Stackable Operator for Apache Hive
This is an operator for Kubernetes that can manage Apache Hive metastores. The Apache Hive metastore (HMS) stores information on the location of tables and partitions in file and blob storages such as HDFS and S3.
Only the metastore is supported, not Hive itself. There are several reasons why running Hive on Kubernetes may not be an optimal solution. The most obvious reason is that Hive requires YARN as an execution framework, and YARN assumes much of the same role as Kubernetes - i.e. assigning resources. For this reason we provide Trino as a query engine in the Stackable Data Platform instead of Hive. Trino still uses the Hive Metastore, hence the inclusion of this operator as well. There are multiple tools that can use the HMS:
-
HiveServer2
-
This is the "original" tool using the HMS.
-
It offers an endpoint, where you can submit HiveQL (similar to SQL) queries.
-
It needs a execution engine, e.g. YARN or Spark.
-
This operator does not support running the Hive server because of the complexity needed to operate YARN on Kubernetes.

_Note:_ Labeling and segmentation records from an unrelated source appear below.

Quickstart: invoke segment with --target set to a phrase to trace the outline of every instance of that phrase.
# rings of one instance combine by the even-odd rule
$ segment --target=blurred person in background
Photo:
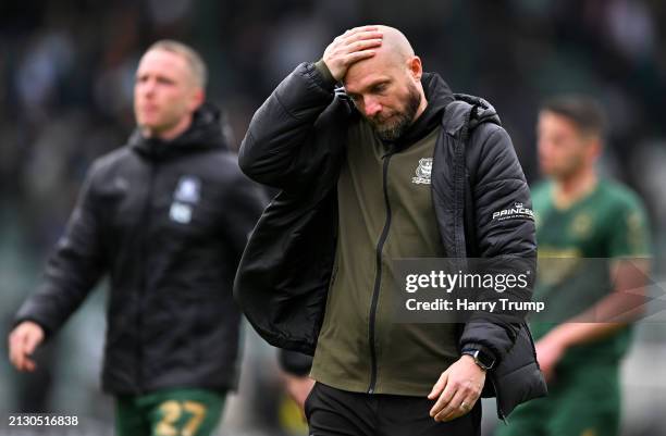
[[[617,436],[620,360],[644,306],[645,210],[633,191],[595,170],[604,138],[596,101],[576,95],[546,101],[536,135],[548,180],[532,190],[540,261],[534,299],[546,311],[533,314],[532,326],[550,395],[520,406],[497,434]]]
[[[481,314],[462,326],[399,324],[388,309],[393,259],[535,254],[531,216],[491,220],[530,203],[498,124],[490,103],[423,73],[407,38],[386,26],[338,36],[255,113],[239,163],[281,192],[234,291],[269,342],[314,353],[311,435],[478,435],[486,372],[502,415],[545,394],[520,325]],[[465,188],[455,169],[478,182]]]
[[[188,46],[161,40],[145,52],[137,129],[88,171],[9,337],[14,366],[35,370],[36,347],[108,273],[102,387],[116,398],[121,436],[210,435],[237,384],[232,283],[263,197],[229,150],[206,82]]]

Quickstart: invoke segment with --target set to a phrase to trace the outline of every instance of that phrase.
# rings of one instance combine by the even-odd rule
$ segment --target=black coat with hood
[[[424,74],[422,84],[429,101],[449,92],[434,74]],[[335,186],[346,123],[355,116],[344,92],[334,92],[330,78],[304,63],[257,111],[243,141],[243,171],[281,192],[250,238],[234,294],[258,333],[276,347],[312,354],[317,346],[335,253]],[[531,204],[495,110],[482,99],[456,95],[441,125],[431,188],[447,257],[534,259],[533,220],[493,217],[517,202]],[[483,347],[497,359],[484,395],[497,397],[502,418],[545,395],[525,323],[479,313],[461,326],[459,345]]]
[[[234,388],[240,314],[232,284],[263,205],[211,104],[172,141],[137,130],[94,162],[16,322],[32,320],[48,337],[108,273],[104,390]]]

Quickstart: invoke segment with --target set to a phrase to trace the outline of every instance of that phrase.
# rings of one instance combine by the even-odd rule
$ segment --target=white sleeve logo
[[[522,203],[515,202],[513,208],[493,212],[493,220],[504,221],[513,219],[534,219],[534,212]]]

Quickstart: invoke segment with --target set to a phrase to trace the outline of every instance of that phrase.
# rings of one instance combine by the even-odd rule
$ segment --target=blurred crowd
[[[644,198],[656,272],[664,272],[661,0],[8,0],[0,4],[0,325],[9,327],[39,278],[91,160],[122,146],[134,128],[134,73],[151,42],[180,39],[201,52],[209,100],[225,109],[237,147],[282,77],[366,23],[400,28],[425,71],[492,102],[530,180],[539,177],[540,101],[560,91],[599,98],[612,127],[603,171]],[[97,328],[90,340],[99,342],[103,325]],[[3,352],[0,386],[8,386],[14,375]],[[248,351],[257,352],[272,356]],[[8,393],[0,393],[2,412],[16,407]]]

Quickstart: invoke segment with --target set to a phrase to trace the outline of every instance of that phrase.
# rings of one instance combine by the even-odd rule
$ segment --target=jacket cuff
[[[333,74],[331,74],[331,70],[329,70],[329,66],[323,61],[323,59],[320,59],[319,61],[314,62],[314,70],[317,70],[317,72],[321,76],[321,85],[325,89],[333,90],[335,88],[335,85],[337,84],[337,80],[335,80]]]
[[[312,366],[312,358],[297,352],[285,349],[280,349],[278,354],[278,361],[282,370],[288,374],[305,377],[310,373]]]
[[[478,342],[465,342],[460,347],[460,351],[469,350],[469,349],[479,350],[490,356],[495,361],[495,364],[497,364],[497,353],[494,352],[492,349],[488,348],[486,346],[478,344]]]

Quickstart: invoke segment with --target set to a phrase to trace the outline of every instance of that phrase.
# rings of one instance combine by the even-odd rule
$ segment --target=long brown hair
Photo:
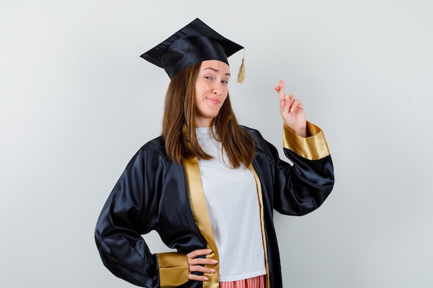
[[[196,137],[195,86],[201,65],[197,63],[176,74],[165,95],[162,136],[168,157],[178,164],[183,157],[212,158],[200,146]],[[233,168],[241,163],[248,166],[254,157],[254,140],[239,126],[229,95],[212,125]]]

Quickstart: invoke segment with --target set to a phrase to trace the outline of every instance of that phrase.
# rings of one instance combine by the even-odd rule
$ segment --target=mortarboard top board
[[[197,18],[140,57],[163,68],[171,79],[205,60],[220,60],[228,65],[227,58],[243,48]]]

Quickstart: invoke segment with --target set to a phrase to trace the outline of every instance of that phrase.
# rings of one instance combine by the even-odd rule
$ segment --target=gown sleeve
[[[141,236],[157,229],[166,163],[149,157],[146,149],[139,151],[111,191],[95,229],[104,265],[115,276],[137,286],[173,287],[187,281],[184,254],[152,254]],[[174,275],[175,281],[171,278]]]
[[[307,122],[308,137],[284,126],[283,150],[293,165],[282,160],[268,143],[271,157],[273,208],[285,215],[302,215],[318,208],[334,185],[334,171],[322,130]]]

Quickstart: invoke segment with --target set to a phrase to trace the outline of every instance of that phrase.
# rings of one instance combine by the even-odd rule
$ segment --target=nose
[[[214,95],[221,95],[223,91],[223,84],[220,81],[215,81],[212,87],[212,93]]]

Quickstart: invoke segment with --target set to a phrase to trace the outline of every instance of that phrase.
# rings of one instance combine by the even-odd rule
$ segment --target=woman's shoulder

YARN is a resource manager which is not meant to be running on Kubernetes as Kubernetes already manages its own resources.
-
We offer Trino as a (often times drop-in) replacement (see below)
-
-
-
Trino
-
Takes SQL queries and executes them against the tables, whose metadata are stored in HMS.
-
It should offer all the capabilities Hive offers including a lot of additional functionality, such as connections to other data sources.
-
-
Spark
-
Takes SQL or programmatic jobs and executes them against the tables, whose metadata are stored in HMS.
-
-
And others
Required external component: An SQL database
The Hive metastore requires a database to store metadata. Consult the required external components page for an overview of the supported databases and minimum supported versions.